Daniel Alcaíno rompe el silencio
Pero hay un trasfondo más profundo que el propio Alcaíno dejó entrever. En un escenario donde la polarización política se ha convertido en regla más que en excepción, cualquier figura pública que opine o incluso guarde silencio termina siendo encasillada. Y ahí está el problema: el comediante no niega tener opiniones, pero rechaza la caricatura de “oficialista” que —según él— le han colgado sin matices ni contexto.
El punto más incómodo de su declaración aparece cuando se refiere directamente al gobierno. Lejos de un respaldo cerrado, Alcaíno se sinceró y reconoció que tiene críticas hacia la administración actual, en línea con un clima general donde incluso desde el propio oficialismo han surgido autocríticas sobre la gestión.
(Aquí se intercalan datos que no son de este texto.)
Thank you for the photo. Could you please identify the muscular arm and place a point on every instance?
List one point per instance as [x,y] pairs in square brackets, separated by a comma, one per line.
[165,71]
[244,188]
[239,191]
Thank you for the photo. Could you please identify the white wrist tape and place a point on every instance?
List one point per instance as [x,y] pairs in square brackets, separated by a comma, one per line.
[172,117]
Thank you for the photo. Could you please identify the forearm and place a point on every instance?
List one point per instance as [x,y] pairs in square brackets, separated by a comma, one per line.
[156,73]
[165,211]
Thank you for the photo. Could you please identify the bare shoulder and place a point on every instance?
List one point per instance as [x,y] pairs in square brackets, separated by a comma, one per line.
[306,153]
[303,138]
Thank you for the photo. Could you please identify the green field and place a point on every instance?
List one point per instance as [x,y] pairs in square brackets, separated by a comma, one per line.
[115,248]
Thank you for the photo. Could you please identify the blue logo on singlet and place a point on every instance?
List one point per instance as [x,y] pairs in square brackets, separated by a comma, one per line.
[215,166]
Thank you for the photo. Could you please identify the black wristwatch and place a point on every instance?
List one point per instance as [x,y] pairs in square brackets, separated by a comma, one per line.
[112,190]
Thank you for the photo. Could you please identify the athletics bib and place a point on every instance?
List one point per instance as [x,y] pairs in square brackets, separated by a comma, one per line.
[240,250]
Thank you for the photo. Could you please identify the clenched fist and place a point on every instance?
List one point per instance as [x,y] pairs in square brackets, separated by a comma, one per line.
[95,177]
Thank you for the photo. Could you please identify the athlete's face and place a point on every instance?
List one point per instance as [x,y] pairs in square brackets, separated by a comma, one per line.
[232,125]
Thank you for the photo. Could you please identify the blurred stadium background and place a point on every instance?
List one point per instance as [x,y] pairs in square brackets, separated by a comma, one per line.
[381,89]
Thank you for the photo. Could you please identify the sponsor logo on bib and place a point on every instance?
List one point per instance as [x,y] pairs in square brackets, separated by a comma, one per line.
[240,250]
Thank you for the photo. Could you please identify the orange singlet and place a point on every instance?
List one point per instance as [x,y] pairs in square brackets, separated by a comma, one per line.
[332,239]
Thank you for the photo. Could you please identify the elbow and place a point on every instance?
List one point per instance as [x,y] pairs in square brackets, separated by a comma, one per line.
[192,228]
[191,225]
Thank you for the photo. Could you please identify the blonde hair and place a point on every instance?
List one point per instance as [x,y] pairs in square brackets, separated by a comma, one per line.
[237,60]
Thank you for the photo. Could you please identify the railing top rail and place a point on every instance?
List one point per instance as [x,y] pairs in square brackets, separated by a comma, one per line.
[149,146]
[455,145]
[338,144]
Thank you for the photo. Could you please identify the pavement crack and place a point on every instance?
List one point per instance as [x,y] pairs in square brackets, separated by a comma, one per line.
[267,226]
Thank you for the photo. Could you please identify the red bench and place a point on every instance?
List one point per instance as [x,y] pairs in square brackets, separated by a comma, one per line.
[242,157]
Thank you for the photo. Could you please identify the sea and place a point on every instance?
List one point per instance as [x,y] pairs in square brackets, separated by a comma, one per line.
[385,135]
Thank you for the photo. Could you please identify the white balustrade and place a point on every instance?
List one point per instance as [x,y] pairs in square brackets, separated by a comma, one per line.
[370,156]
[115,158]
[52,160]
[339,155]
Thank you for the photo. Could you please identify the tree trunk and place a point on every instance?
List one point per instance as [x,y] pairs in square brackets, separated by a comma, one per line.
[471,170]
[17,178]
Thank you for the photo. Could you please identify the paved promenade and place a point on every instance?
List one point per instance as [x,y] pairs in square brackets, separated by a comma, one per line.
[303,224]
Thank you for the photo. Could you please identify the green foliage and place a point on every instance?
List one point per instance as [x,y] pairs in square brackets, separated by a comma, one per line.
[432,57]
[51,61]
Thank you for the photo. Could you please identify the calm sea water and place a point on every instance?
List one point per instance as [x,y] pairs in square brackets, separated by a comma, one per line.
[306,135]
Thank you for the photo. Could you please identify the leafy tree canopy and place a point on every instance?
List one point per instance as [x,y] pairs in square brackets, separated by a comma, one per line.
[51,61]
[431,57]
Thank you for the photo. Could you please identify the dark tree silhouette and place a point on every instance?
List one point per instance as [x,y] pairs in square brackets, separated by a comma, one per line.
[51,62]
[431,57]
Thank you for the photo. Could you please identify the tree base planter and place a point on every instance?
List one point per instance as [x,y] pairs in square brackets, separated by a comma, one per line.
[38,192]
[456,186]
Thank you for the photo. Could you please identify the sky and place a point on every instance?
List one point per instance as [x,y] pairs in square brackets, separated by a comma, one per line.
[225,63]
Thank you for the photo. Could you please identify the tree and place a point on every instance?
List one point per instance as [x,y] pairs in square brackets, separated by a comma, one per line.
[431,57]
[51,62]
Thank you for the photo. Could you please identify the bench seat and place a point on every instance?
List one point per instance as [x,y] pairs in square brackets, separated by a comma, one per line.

Esa ambigüedad —ni adhesión total ni rechazo absoluto— es precisamente lo que parece incomodar a quienes exigen definiciones binarias.
Porque en el fondo, lo que expone este episodio no es solo la molestia de un comediante. Es el reflejo de un país donde la discusión pública dejó poco espacio para los grises. Y en ese escenario, Alcaíno hizo algo que hoy parece casi disruptivo: negarse a elegir bando… al menos en los términos que le imponen desde afuera.